A peu près à la même époque où la culture en grand de nos deux groseilliers est instaurée, apparaissent les premiers écrits concernant leurs propriétés médicinales. Du groseillier rouge, Jean Daléchamps écrit qu’il « est bon aux fièvres ardentes ; il refroidit l’estomac trop échauffé, étanche la soif, apaise le vomissement et ôte l’envie de dormir, il fait revenir l’appétit perdu. Il sert aux cœliaques et lientériques et à ceux qui ont des défluxions bilieuses. Il apaise l’ardeur du sang et dompte l’acrimonie de la bile et sa fureur. » En 1578, dans Le jardin médicinal, Antoine Mizauld aborde le groseillier à maquereau et en fait un portrait assez équivalent à celui de Daléchamps : cette groseille, encore verte, est particulièrement astringente et mûre offre la possibilité rafraîchissante d’apaiser non seulement la soif mais également les chaleurs internes au corps. Indiquée dans les flux de ventre (colique, dysenterie), elle fait aussi merveille sur les vomissements et les flux menstruels. Bien mûres, ces groseilles conviennent aux constipés (constipation de la femme enceinte par exemple), « réveillent doucement le péristaltisme intestinal et lénifient les muqueuses à la manière d’un salutaire émollient » (1).

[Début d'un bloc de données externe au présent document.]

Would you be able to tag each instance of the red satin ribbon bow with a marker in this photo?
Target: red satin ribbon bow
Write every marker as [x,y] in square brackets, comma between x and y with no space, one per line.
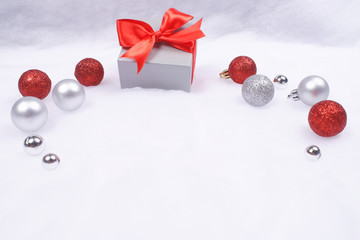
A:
[140,37]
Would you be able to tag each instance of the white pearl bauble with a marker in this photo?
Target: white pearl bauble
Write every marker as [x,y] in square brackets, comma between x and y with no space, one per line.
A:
[29,114]
[68,94]
[313,89]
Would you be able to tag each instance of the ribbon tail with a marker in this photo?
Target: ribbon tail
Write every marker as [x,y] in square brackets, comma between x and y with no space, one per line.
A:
[140,51]
[194,60]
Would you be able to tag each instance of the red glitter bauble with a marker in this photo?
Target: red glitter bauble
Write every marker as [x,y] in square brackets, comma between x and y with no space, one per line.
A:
[327,118]
[34,83]
[89,72]
[241,68]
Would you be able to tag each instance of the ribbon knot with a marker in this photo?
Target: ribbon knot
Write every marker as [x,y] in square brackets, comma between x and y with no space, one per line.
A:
[157,35]
[140,38]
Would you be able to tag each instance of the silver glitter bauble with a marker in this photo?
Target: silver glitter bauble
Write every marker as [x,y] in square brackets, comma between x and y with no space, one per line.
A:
[258,90]
[51,161]
[34,145]
[29,114]
[68,94]
[312,152]
[311,90]
[280,81]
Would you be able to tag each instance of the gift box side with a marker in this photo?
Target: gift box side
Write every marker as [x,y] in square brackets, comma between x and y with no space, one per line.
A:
[166,68]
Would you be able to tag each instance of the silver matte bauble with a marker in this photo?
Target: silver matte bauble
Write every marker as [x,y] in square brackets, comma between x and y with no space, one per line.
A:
[29,114]
[51,161]
[68,94]
[34,145]
[258,90]
[312,152]
[280,81]
[311,90]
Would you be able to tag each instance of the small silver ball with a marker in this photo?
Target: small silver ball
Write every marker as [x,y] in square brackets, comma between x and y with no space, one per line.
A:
[51,161]
[313,89]
[280,81]
[29,114]
[258,90]
[68,94]
[312,152]
[34,145]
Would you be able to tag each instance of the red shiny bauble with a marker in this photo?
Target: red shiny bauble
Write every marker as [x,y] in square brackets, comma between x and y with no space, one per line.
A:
[89,72]
[327,118]
[34,83]
[241,68]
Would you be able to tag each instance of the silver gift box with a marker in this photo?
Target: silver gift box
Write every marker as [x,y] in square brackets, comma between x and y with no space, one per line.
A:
[166,68]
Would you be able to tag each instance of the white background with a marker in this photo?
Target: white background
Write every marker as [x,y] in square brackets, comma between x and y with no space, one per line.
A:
[153,164]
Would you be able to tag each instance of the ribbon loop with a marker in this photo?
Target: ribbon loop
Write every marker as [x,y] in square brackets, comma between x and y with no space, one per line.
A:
[140,37]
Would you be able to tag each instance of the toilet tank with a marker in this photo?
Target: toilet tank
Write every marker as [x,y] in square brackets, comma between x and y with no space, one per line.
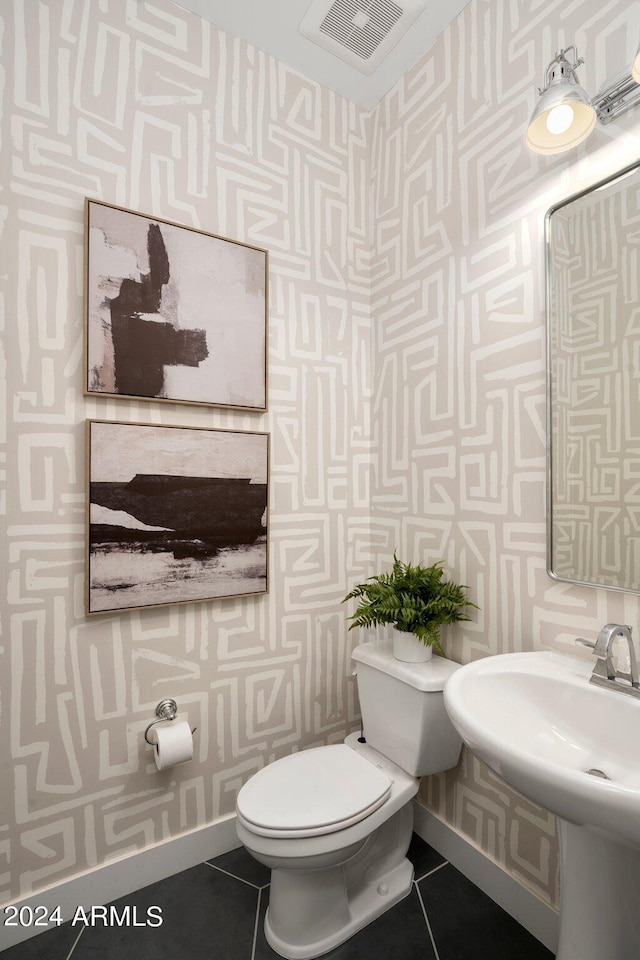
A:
[403,712]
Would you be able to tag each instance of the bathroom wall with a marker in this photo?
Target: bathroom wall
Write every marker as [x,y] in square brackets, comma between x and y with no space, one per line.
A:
[459,375]
[147,106]
[425,217]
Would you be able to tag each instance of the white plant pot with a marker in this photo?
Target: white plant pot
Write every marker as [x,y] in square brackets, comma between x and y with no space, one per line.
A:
[407,647]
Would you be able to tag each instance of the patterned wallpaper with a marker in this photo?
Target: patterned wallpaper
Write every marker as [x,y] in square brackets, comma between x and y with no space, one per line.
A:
[149,107]
[459,346]
[406,398]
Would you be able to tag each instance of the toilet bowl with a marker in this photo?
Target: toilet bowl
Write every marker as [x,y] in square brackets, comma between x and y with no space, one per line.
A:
[334,823]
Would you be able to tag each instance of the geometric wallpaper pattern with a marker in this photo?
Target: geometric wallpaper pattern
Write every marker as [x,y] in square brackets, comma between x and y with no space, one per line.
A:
[406,399]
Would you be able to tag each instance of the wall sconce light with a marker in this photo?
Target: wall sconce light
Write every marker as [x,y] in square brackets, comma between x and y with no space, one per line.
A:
[565,114]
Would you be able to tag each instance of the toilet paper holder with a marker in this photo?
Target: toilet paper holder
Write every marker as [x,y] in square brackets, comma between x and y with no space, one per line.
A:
[166,710]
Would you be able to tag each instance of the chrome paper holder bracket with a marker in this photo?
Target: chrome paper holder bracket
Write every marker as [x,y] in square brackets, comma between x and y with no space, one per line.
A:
[166,710]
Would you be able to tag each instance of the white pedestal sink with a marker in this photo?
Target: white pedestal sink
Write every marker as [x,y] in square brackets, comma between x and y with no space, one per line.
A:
[573,748]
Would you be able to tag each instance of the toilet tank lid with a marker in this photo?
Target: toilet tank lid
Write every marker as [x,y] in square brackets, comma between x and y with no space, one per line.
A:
[429,676]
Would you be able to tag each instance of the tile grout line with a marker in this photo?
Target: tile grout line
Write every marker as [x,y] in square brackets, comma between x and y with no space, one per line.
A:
[255,926]
[75,943]
[254,886]
[426,918]
[431,872]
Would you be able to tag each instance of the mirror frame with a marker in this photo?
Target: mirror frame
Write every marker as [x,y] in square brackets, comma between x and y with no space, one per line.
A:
[618,175]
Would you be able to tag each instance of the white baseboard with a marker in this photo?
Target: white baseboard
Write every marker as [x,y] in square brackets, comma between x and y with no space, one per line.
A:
[124,876]
[536,916]
[128,874]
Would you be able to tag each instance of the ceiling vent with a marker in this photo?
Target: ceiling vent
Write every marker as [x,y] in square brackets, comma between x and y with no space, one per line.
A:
[360,32]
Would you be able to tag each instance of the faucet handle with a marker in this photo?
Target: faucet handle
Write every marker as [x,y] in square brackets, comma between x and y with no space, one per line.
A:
[584,642]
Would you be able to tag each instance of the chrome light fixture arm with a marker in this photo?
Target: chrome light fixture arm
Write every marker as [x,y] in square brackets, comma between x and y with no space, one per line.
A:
[616,97]
[561,68]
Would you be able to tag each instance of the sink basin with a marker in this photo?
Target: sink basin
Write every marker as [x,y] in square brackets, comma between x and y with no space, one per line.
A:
[573,748]
[570,746]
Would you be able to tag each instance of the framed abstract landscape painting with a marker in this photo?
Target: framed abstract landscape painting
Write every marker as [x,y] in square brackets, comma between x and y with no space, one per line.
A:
[172,313]
[175,515]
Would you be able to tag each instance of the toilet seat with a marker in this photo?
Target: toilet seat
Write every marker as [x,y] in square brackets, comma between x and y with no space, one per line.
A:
[314,792]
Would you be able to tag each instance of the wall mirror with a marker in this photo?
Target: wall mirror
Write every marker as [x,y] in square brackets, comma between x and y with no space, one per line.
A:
[593,369]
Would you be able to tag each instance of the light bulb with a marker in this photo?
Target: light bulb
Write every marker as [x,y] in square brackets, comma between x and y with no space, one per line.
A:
[560,118]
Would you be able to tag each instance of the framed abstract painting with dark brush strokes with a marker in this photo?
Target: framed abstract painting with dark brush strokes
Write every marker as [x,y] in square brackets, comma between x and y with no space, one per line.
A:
[172,313]
[175,515]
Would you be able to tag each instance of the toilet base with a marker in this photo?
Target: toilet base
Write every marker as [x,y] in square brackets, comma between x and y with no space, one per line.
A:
[362,904]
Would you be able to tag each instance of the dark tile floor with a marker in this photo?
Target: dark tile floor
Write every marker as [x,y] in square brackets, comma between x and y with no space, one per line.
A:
[215,911]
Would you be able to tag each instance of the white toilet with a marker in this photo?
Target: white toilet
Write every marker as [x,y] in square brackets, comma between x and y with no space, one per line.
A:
[334,823]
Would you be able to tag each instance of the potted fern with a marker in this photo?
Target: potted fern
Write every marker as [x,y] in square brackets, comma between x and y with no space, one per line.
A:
[416,600]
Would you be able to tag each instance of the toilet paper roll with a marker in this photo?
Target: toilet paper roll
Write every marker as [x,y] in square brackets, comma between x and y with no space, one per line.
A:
[174,744]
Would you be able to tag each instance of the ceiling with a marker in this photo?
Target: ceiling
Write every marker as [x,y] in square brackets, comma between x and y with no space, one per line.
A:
[272,26]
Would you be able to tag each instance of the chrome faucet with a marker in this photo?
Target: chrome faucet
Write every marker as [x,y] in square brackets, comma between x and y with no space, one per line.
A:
[605,674]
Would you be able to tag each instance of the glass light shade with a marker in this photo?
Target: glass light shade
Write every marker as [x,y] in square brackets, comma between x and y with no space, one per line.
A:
[551,130]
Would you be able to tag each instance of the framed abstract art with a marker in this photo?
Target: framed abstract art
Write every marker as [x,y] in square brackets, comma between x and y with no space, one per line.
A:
[175,515]
[172,313]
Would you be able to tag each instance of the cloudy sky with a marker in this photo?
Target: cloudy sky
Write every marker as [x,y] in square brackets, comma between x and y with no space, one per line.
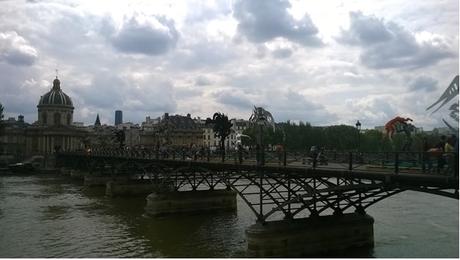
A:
[323,62]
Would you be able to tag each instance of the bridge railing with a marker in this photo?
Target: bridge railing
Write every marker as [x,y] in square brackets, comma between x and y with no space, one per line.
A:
[395,162]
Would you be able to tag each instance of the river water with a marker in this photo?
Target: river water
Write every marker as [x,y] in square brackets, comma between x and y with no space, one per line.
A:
[51,216]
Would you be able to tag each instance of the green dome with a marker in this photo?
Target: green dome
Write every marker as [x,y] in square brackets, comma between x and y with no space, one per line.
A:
[55,97]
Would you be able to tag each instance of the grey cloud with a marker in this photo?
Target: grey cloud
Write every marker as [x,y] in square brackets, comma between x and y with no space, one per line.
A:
[282,53]
[262,21]
[388,45]
[233,98]
[15,50]
[203,54]
[423,83]
[202,81]
[155,36]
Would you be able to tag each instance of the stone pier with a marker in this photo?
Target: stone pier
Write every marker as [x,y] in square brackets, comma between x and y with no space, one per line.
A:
[77,175]
[174,202]
[314,236]
[101,181]
[129,188]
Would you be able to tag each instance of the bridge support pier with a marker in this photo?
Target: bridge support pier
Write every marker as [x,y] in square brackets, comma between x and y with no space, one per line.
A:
[310,236]
[174,202]
[77,175]
[129,188]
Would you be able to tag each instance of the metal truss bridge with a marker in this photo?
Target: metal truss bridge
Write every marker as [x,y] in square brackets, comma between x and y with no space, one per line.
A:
[286,185]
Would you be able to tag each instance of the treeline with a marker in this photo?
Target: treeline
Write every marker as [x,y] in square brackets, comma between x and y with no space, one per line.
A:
[301,137]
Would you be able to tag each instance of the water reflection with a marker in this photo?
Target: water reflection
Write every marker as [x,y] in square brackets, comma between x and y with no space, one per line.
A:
[51,216]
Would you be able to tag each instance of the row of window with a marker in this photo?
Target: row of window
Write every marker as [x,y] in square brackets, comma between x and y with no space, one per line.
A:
[57,118]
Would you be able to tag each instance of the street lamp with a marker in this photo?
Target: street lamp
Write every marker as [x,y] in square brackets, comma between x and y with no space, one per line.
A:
[358,126]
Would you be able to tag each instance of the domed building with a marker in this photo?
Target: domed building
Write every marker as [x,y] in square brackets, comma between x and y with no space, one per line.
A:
[55,108]
[54,129]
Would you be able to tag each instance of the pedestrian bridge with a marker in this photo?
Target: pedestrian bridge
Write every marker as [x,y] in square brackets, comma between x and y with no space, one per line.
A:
[303,206]
[285,185]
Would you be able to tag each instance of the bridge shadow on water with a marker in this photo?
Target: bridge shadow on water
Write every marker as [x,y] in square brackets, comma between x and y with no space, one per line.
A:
[188,235]
[200,235]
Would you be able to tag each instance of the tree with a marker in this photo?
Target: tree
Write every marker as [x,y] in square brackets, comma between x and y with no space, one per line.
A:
[222,128]
[120,138]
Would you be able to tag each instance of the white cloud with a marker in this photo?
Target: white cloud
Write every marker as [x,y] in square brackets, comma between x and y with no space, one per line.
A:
[15,50]
[389,45]
[199,57]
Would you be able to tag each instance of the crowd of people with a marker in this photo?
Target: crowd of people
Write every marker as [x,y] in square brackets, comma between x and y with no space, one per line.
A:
[444,153]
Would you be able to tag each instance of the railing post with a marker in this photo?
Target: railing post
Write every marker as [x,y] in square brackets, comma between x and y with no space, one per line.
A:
[284,157]
[240,155]
[422,159]
[315,160]
[350,161]
[456,164]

Ces deux groseilliers sont de petits arbrisseaux dont la taille oscille entre 60 et 150 cm. Écorce brune pour le groseillier rouge, elle est grisâtre et épineuse chez le groseillier à maquereau. Leur feuillage caduque forme des feuilles trilobées, assez semblables à de petites feuilles de vigne, dentées, crénelées, vert clair sur la face supérieure, vert blanchâtre au-dessous. Plus précoce, le groseillier à maquereau fleurit dès le mois de mars, alors que le rouge patiente jusqu’en avril pour cela. Contrairement aux fleurs vert jaunâtre massées en grappes du groseillier rouge, le groseillier à maquereau développe des fleurs isolées par paquet de deux ou trois à l’aisselle des feuilles. Ainsi, le groseillier rouge produit des grappes pendantes de baies plus ou moins fournies aux environs du mois de juillet, alors que, un mois plus tôt, le groseillier à maquereau s’orne de gros fruits de pas loin de 5 cm dans les variétés les plus monumentales.
A l’état sauvage, ces deux arbustes se rencontrent assez fréquemment, bien que moins souvent qu’autrefois. L’on note leur présence dans les haies, les buissons, les rocailles, les bois clairs, à l’exception de la région méditerranéenne.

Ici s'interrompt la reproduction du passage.